Unfinished business
If all goes according to plan, the House of Representatives this week will take important, if long overdue, steps towards securing the Nation’s borders and interior. It was outrageous that these steps, which were among the corrective actions identified by the 9/11 Commission, were not taken last year. Worse yet, those who prevented what are now provisions of Judiciary Committee Chairman James Sensenbrenner’s "REAL ID" bill from becoming law in 2004 are no less determined to block this legislation again in 2005 – and, thereby, to perpetuate America’s vulnerability.
Securing America
The REAL ID Act (H.R. 418) would address four manifestly unacceptable situations with concrete measures:
First, the bill establishes nationwide standards for driver’s licenses. This is critical since these are the form of identification most often used for such security-sensitive purposes as boarding commercial aircraft, gaining access to federal facilities and establishing bank accounts.

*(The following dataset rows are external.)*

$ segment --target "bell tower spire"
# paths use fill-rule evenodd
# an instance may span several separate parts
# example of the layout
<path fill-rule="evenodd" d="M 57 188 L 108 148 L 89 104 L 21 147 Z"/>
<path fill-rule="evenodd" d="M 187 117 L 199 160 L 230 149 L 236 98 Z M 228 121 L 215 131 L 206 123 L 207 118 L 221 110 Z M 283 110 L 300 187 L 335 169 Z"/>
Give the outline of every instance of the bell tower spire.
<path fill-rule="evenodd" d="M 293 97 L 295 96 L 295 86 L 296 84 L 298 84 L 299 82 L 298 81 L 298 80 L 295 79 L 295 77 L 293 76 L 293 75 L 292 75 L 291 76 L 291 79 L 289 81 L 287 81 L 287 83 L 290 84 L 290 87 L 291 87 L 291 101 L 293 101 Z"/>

In particular, REAL ID would require that the states’ license-issuing authorities establish that the applicant has legal resident status in the United States, and that his or her license will be valid only as long as that remains the case.
Such eminently sensible requirements have been endorsed by both the outgoing and incoming Secretaries of Homeland Security, Tom Ridge and Michael Chertoff, respectively. Coupled with mandates to prevent theft, counterfeiting or inappropriate duplication of licenses, they will help prevent the sort of widespread driver’s license fraud that enabled the 9/11 hijackers legally to obtain dozens of such IDs. That goal would be further advanced were every state voluntarily to integrate biometric data in their licenses, as some have already begun to do.
Second, the REAL ID Act would make it more difficult for terrorists to seek and obtain asylum in the United States. As Mr. Sensenbrenner has put it, the objective is to ensure that "terrorists, like the one who plotted the ’93 World Trade Center bombing and the man who shot up the entrance to the CIA headquarters, could not get into the country and roam around as an asylum applicant."
Third, the Sensenbrenner bill would waive environmental laws that have been used to prevent completion of a border fence near San Diego where a 3-and-half mile gap currently exists, allowing illegal aliens to gain easy access to the United States.
Finally, the REAL ID bill would make it clear that members of a terrorist organization or group that "endorses or espouses terrorist activity" are inadmissible to the United States. It also facilitates the deportation of such individuals if they are found to be in this country.
‘The Enemy Are Us’
How, one might ask, could anyone object to these provisions? While they seem straightforward and sensible – and, more to the point, essential when the nation is at war with a hostile Islamofascist ideology whose adherents have proven adept at exploiting our civil liberties – the powers authorized by REAL ID are, nonetheless, being strenuously opposed by advocates for illegal aliens and groups sympathetic with, if not actually tied to, the terrorists.
More serious threats to enactment of REAL ID’s provisions, however, come from those bent on tying the Sensenbrenner bill to action on one form or another of legislation offering what amounts to amnesty for illegal aliens. The President’s proposal for immigration "reform" and variations on the theme espoused by members of the Senate like GOP Sens. Larry Craig of Idaho and John McCain of Arizona are bitterly opposed by many other Republicans.
As Rep. Sensenbrenner has observed to the Washington Times: "I think they’re making a mistake by trying to use this as a horse to get more controversial provisions enacted. That would be a big mistake and would probably jeopardize the passage of any reform that is designed to increase security, as well as reforms that are designed to make our immigration laws more workable," he said.
The United States urgently needs a national debate about how to address the security, as well as the economic and social, implications of a broken immigration system. It cannot, however, safely afford to wait to fix identified and readily correctible problems with identification, border and internal security until it has achieved consensus on the best approach to dealing with millions of aliens residing illegally in this country.
It is bad enough that the latter fixes were not included, as they should have been, when the Congress acted on other 9/11 Commission recommendations last year. Worse yet is the fact that some of the provisions that were adopted in response to those recommendations and as a sop to Mr. Sensenbrenner and his supporters – notably, providing for substantially more Border Patrol and Immigration and Customs Enforcement officers – are not being fully funded in the new 2006 federal budget unveiled today.
The Bottom Line
This week, the House of Representatives must take up once again the challenge of providing urgently needed tools to those seeking to assure the security of our borders and homeland. And the American people – who want and deserve no less – should make it clear that those who stand in the way of secure driver’s licenses, completed border fences and sensible policies towards terrorists who are, or would be, in our midst will be held accountable.